Pékin a perdu en 1950 un demi-million de soldats dans la guerre qui a ravagé la péninsule, dont le propre fils de Mao Zedong. Et jusqu’en 2016, elle tenait son petit voisin à bout de bras durant les mois d’hiver, lui offrant blé, riz et pétrole, sans quoi des centaines de milliers d’habitants auraient risqué de mourir de faim et de froid. L’entraide fraternelle, d’un point de vue chinois, ne peut pas être oubliée aujourd’hui.

C’est pourtant ce qui risque de se produire. D’abord, parce que la Chine a fait mine de croire que ces palabres n’étaient pas ses affaires. Selon Zhang Liangui, expert de la Corée à l’École du Parti de Pékin, les négociations étaient «celles de Pyongyang et de Washington, et de ce fait la Chine se retrouve exclue du tapis rouge». Deuxième raison, l’inimitié ancienne entre le président chinois Xi Jinping et Kim Jong-un, qu’il n’avait jamais reçu à Pékin jusqu’au mois dernier. Or, comble de malchance, Pékin s’est également brouillé en 2017 avec la Corée du Sud, lui imposant de fortes sanctions économiques pour la punir d’avoir accepté sur son sol une batterie THAAD américaine de missiles antimissiles dont Pékin ne voulait pas. Ainsi, aujourd’hui, les deux Corées ont un compte à régler avec leur immense voisin.

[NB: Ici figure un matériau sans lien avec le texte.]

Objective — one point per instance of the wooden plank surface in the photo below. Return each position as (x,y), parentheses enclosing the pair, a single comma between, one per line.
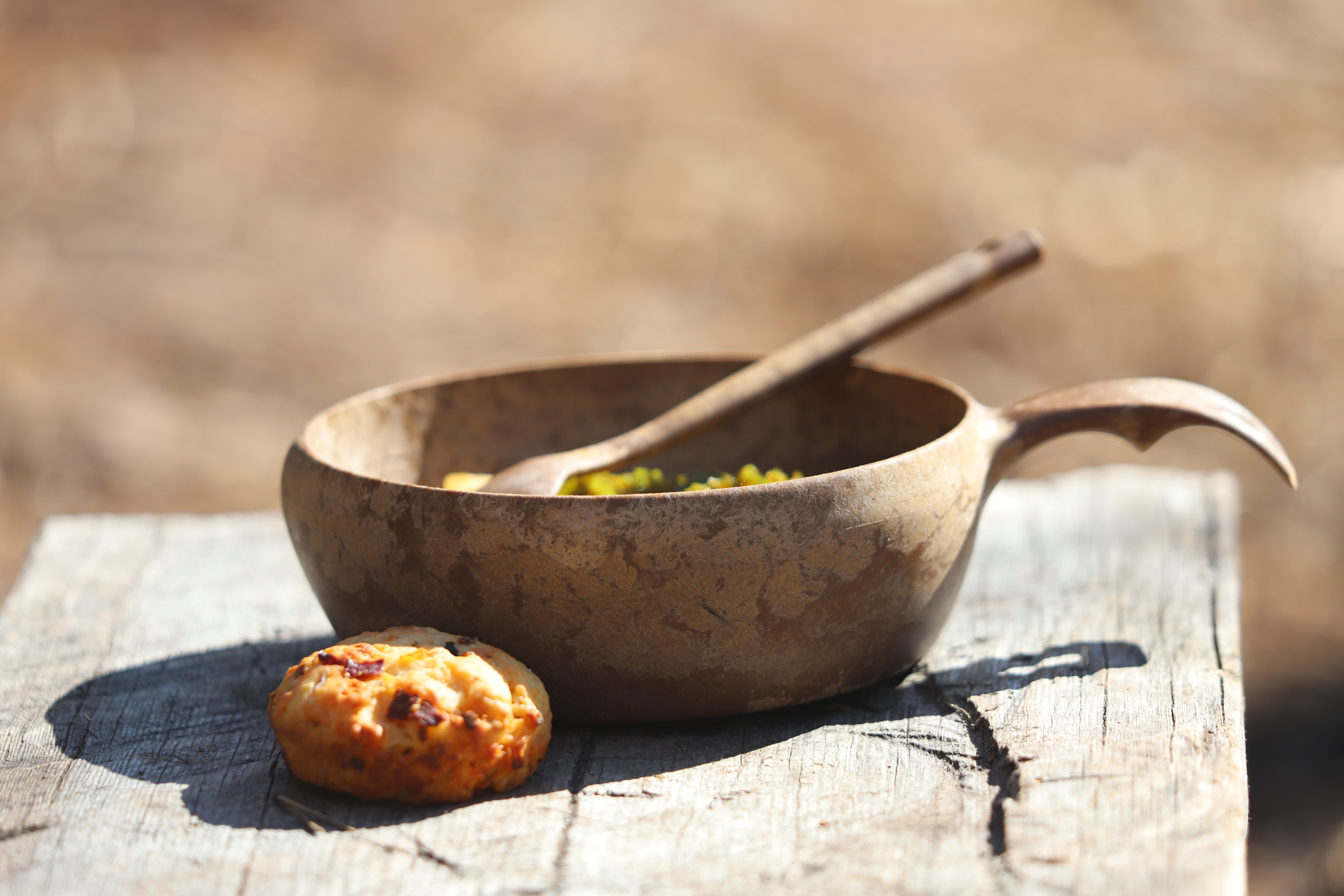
(1077,729)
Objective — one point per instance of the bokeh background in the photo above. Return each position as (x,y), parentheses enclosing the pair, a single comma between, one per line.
(220,217)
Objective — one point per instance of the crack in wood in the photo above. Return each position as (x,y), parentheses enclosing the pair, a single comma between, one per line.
(581,769)
(992,757)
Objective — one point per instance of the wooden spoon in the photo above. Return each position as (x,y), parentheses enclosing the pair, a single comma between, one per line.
(897,310)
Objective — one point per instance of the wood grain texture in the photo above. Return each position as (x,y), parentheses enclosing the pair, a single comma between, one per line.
(1078,729)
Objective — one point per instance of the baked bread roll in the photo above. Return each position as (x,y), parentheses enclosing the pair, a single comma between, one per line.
(412,714)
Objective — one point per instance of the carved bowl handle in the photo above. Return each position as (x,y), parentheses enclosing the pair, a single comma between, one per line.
(1139,410)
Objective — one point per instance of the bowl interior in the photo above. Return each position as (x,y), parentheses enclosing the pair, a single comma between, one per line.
(846,417)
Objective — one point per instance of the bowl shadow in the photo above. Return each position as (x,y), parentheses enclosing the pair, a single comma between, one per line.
(199,721)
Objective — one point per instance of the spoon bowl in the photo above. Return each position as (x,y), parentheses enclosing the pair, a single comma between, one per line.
(686,605)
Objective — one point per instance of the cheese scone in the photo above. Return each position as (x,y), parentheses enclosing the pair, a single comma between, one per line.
(412,714)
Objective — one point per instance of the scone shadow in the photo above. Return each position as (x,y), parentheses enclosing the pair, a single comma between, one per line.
(199,721)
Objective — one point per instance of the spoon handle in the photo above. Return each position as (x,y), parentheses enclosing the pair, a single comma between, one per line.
(897,310)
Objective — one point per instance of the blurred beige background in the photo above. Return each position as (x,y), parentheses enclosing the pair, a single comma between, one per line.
(220,217)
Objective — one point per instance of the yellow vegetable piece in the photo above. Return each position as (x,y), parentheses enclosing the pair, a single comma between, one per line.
(639,480)
(466,481)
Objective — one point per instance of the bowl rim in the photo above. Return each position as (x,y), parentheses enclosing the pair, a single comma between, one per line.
(569,362)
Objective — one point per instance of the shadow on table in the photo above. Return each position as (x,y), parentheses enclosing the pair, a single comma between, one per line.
(199,721)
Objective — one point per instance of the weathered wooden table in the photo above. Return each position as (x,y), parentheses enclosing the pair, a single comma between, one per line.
(1077,729)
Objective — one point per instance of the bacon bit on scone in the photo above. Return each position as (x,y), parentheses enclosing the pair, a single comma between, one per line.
(408,706)
(354,668)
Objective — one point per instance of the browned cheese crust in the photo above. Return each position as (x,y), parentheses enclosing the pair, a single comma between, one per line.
(412,714)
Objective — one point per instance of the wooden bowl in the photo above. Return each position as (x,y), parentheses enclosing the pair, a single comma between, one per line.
(691,604)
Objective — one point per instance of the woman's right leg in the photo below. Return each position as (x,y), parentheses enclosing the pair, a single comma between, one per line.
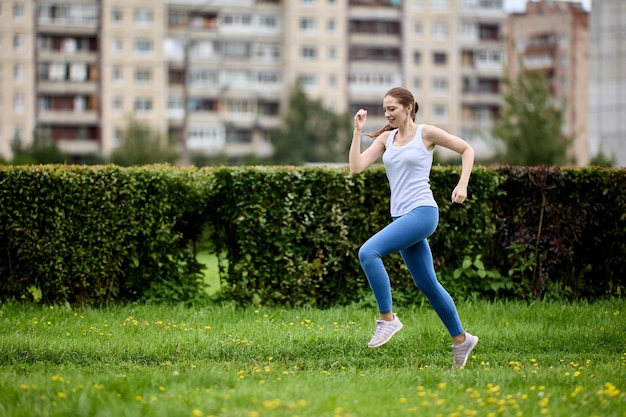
(402,233)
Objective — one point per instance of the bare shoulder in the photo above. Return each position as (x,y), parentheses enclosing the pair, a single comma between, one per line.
(381,140)
(433,135)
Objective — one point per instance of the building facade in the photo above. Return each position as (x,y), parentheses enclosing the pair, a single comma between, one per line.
(553,36)
(216,75)
(607,80)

Pour couronner le tout, à Panmunjom la semaine dernière, les retrouvailles ont montré que ces deux moitiés d’un même peuple avaient envie d’œuvrer à leur réconciliation avec le moins de pays possible autour d’eux. Il s’agit là d’un élément essentiel du «Juche», l’idéologie du régime nord-coréen qui reprend des éléments du stalinisme, du christianisme et l’amour de la patrie.

Trois demandes

Dans ces conditions, Wang Yi, le ministre chinois en visite à Pyongyang, soutiendra trois demandes. Il veut que la Chine soit présente dans des discussions quadripartites et non tripartites, que son pays soit partie prenante dès le départ et non après que Trump et les deux Corées auront tout réglé, et que des Chinois figurent parmi les inspecteurs du démantèlement de l’arsenal nucléaire du Nord.

En échange, la Chine offrira ses bons offices, un rôle d’intermédiaire entre les parties, ses technologies peu chères et adaptées aux besoins de ce pays à reconstruire et, surtout, un chèque généreux.

L’émissaire de Pékin a de bonnes chances de se faire entendre car aucun pays en Extrême-Orient ne peut se permettre de faire perdre la face à ce voisin géant. Signe de cette force, la Corée du Sud et le Japon ont accepté la tenue d’un sommet avec la Chine le 9 mai à Tokyo. Un prélude de plus à la rencontre tant attendue entre Donald Trump et Kim Jong-un.